Later another presentation attracted me which was presented by Ms. Mai Ahmed from Okinawa Institute of Science and Technology (“Mutation in strip1 gene leads to impaired retinal neural
circuit formation in zebrafish.”) where she showed rw147 mutant zebra fish showed lamina developmental defects where missense mutation was occurred in striatin-interacting protein 1 (strip1). She also suggested an impaired localization of retinal cells type was occurred due to the mutation where inner nuclear layer cells (INL) was wrongly positioned in ganglion cell layer (GCL). Bipolar cells of mutant zebra fish showed disturbed neurite extension patterns and defects in branching through mosaic labeling. In this I also found interest and discuss with her about AKH’s role in chicken lens and retina development. We discussed as strip1 is enriched in plasma membrane and AKH also has heterophilic cell adhesion property so there can be an interaction between these two molecules in cell-cell communication. As because currently she is working with zebra fish, Therefore investigation of interaction between AKH and strip1 can be a future research project on mammals.
Besides my field of interest another presentation in the conference has caught my attention.
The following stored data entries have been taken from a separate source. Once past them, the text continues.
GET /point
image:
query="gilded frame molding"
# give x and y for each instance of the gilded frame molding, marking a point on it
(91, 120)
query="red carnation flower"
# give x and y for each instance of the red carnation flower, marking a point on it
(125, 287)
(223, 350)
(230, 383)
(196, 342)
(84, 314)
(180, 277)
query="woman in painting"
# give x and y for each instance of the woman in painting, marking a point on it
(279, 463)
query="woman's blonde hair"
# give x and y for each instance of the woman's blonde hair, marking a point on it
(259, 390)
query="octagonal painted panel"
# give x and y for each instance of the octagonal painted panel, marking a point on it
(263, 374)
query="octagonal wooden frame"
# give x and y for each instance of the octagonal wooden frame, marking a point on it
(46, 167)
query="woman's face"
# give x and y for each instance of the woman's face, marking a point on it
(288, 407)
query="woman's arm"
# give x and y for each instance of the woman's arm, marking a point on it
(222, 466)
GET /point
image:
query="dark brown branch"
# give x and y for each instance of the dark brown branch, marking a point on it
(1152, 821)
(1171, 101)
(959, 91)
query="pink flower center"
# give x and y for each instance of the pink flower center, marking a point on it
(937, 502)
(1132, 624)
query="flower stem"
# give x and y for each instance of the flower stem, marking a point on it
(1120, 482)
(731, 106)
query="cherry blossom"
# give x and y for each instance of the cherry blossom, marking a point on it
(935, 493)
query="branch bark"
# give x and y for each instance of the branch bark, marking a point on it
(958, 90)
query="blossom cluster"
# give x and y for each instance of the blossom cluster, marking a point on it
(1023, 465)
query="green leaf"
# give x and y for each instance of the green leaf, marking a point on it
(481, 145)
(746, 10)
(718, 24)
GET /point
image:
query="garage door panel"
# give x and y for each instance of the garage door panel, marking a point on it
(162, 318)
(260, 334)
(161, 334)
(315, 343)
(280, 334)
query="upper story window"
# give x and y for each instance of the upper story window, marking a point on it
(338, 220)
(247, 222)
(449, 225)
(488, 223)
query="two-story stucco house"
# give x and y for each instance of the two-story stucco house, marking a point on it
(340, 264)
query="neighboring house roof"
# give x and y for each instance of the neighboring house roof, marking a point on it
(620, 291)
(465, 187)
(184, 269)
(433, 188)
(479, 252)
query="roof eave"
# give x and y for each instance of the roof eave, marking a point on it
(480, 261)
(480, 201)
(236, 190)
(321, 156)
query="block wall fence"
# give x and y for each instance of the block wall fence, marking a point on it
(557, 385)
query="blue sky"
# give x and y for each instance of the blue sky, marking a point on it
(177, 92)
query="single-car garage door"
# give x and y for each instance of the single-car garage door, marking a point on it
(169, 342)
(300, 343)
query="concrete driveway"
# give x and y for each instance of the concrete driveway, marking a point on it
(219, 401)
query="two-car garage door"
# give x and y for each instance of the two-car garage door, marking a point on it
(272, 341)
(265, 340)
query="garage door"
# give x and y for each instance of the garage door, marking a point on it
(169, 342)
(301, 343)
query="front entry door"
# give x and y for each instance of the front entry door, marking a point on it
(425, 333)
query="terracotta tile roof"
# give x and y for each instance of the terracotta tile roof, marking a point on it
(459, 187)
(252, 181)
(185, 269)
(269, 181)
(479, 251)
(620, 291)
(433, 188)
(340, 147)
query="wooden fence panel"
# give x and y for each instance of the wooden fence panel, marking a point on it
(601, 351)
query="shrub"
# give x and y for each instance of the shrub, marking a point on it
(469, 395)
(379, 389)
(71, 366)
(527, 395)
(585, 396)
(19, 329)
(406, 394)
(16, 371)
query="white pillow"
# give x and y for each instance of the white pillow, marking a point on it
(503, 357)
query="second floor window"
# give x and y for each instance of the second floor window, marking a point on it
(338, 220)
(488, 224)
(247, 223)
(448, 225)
The presentation titled “A signal mediated by retinoic acid functions as a novel regulative step for allowing zebrafish fin regeneration” was presented by Dr. Atsushi Kawakami. There he showed that retinoic acid (RA) pathway is critical in the regulation of regeneration process on zebra fish fin. He did not mentioned the name but used a retinoic acid receptor agonist that impaired the regeneration process and induced cyp26a (the enzyme for retinoic acid degradation) expression strongly. There he concluded balance between RA and cyp26a is critical in regeneration process and this event can be a regulatory factor for regenerative capacity. In our discussion I have asked him whether he has investigated in other species (specially in mammals). But his works are currently based on zebra fish but he is interested to observe similar effects in other species. In my assumption if his study could make a breakthrough in this field, it will certainly make a great contribution in regenerative medicine.
Finally, I would like to thank my lab Department of Developmental Neurobiology where everybody helped me to get experienced in an international scientific environment like JSDB.